1.3 Database Management
The real world is dynamic. As an organisation goes about its business, entities are created, modified or destroyed. Similarly with entity relationships. This is easy to see even for the simple problem domain above, eg. when a sales is made, the product sold is then logically linked to the customer that bought it and to the representative that sold it. Many sales transactions could take place each day and thus many new logical links created between many individual entities. New entities can also be introduced, eg. a new customer arrives on the scene, a new product is offered, or a new salesperson is hired. Likewise, some entities may no longer be of concern to the organisation, eg. a product is discontinued, a salesperson quits or is fired, etc (these entities may still exist in the real world but have become irrelevant for the problem domain). Clearly, an information model must also change to reflect the changes in the problem domain that it models.
If the problem domain is small, involving only a few entities and relationship, and the dynamic changes are relatively few or infrequent, manual methods may be sufficient to maintain an accurate record of the state of the business.

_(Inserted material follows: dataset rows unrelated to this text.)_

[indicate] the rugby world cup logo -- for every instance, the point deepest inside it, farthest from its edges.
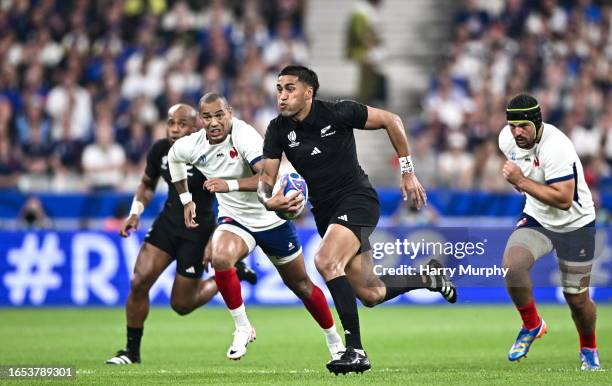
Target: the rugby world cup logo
(292, 137)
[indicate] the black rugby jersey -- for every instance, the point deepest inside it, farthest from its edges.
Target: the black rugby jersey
(322, 148)
(157, 166)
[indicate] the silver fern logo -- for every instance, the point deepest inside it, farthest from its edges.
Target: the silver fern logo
(292, 137)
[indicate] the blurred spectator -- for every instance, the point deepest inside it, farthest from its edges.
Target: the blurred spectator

But if hundreds or thousands of entities are involved and the business is very dynamic, then maintaining accurate records of its state becomes more of a problem. This is when computers with their immense power to handle large amounts of information become crucial to an organisation. Frequently, it is not just a question of efficiency, but of survival, especially in intensely competitive business sectors.
The need to use computers to efficiently and effectively store databases and to keep them current has developed over the years special software packages called Database Management Systems (DBMS). A DBMS enables users to create, modify, access and protect their databases (Figure 1-4).
Figure 1-4 A DBMS is a tool to create and use databases
In other words, a DBMS is a tool to be applied by users to build an accurate and useful information model of their enterprise.
Conceptually, database management is based on the idea of separating a database structure from its contents. Quite simply, a database structure is a collection of static descriptions of entity classes and relationships between them. At this point, it is perhaps simplest to think of an entity class description as a collection of attribute labels. Entity contents can then be thought of as the values that get associated with attribute labels, creating data objects. In other words, the distinction between structure and content is little more than the distinction made earlier between attribute label and attribute value.
Figure 1-5 Separation of structure from content
Relationship descriptions likewise are simply labelled links between entity descriptions. They specify possible links between data objects, ie. two data objects can be linked only if the database structure describes a link between their respective entity classes. Figure 1-5 illustrates this separation of structure from content.
The database structure is also called a schema (or meta-structure—because it describes the structure of data objects). It predefines all possible states of a database, in the sense that no state of the database can contain a data object that is not the result of instantiating an entity schema, and likewise no state can contain a link between two data objects unless such a link was defined in the schema.